The more proper way (without creating an extra optional argument that’s not supposed to be used, aka defaults overridden) to convert late binding to early binding (by capturing variables) is called partial application, where you freeze the parameters (to be captured) by making them inputs to an outer layer function and return a function object (could be lambda) that uses these parameters.
The same trick (partial application) applies to bind (capture) variables in simple/nested function handles in MATLAB which do behave the same way (early binding) like anonymous functions (lambda).
Currying is partial application one parameter at a time, which is tedious way to stay faithful to pure functional programming.
List comprehension is a shorthand syntax for transform/map() and copy_if/remove_if/filter() in one shot, but not accumulate/reduce(). MATLAB and C/C++ does not have listcomp, but listcomp is not specific to Python. Even Powershell has it.
Listcomp syntax, if wrapped in round brackets like (x**x for x in range(5))
, gives a generator. Wrapping in square bracket is the shortcut of casting the generator into a list, so [x**x for x in range(5)]

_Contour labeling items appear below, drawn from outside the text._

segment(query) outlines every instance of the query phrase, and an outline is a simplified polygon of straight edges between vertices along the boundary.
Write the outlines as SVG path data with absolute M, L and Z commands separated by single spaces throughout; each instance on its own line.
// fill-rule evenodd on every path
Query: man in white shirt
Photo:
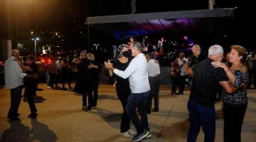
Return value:
M 149 133 L 146 114 L 146 102 L 150 92 L 148 66 L 146 59 L 142 51 L 142 44 L 135 42 L 132 48 L 132 55 L 134 58 L 124 71 L 114 68 L 110 61 L 105 62 L 105 67 L 112 70 L 117 75 L 124 79 L 129 77 L 132 92 L 128 98 L 127 112 L 137 131 L 137 135 L 132 138 L 134 141 L 139 141 L 144 138 L 151 136 Z M 142 121 L 139 120 L 136 114 L 137 108 L 141 114 Z
M 160 67 L 157 60 L 153 59 L 154 55 L 151 53 L 146 54 L 148 61 L 148 73 L 150 85 L 150 94 L 148 98 L 147 113 L 150 114 L 152 109 L 152 99 L 154 97 L 154 109 L 152 111 L 157 112 L 159 111 L 159 86 L 160 86 Z
M 185 72 L 185 68 L 186 68 L 186 65 L 188 62 L 188 60 L 186 58 L 185 58 L 185 54 L 184 53 L 181 52 L 178 54 L 178 67 L 180 68 L 180 82 L 179 82 L 179 84 L 178 84 L 178 89 L 179 89 L 179 92 L 178 93 L 178 94 L 183 94 L 183 91 L 185 89 L 185 83 L 186 83 L 186 72 Z
M 20 53 L 17 50 L 11 51 L 11 56 L 4 63 L 4 77 L 6 87 L 11 89 L 11 107 L 7 119 L 11 121 L 19 120 L 18 117 L 18 106 L 21 99 L 21 90 L 23 85 L 24 77 L 36 78 L 37 75 L 27 75 L 18 63 Z

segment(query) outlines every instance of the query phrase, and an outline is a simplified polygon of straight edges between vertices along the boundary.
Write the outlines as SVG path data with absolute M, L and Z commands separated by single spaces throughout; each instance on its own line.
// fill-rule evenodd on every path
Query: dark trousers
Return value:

is the same as list(x**x for x in range(5))
.
Coroutines / Asynchronous Programming
MATLAB natively does not support coroutines.
Common | C++20 | Python |
Generators | Input Iterators | Functions that yield value_to_spit_out_on_next (Implicitly return a generator/functor with iter and next ) |
Coroutines | Functions that value_accepted_from_outside = yield Send value to the continuation by g.send(user_input) async /await (native coroutines) | |
Matrix Arrays
The way Numpy requires users to specify matrices with a bracket for every row drives me nuts. Not only there’s a lot of typing, the superfulous brackets reinforce C’s idea of row-major which is horrendous to people with a proper math background who see matrices as column-major . Pytorch is the same.
Once you are trained in APL/MATLAB’s matrix world-view, you’ll discover going back to the world where matrices aren’t first class citizens is clumsy AF.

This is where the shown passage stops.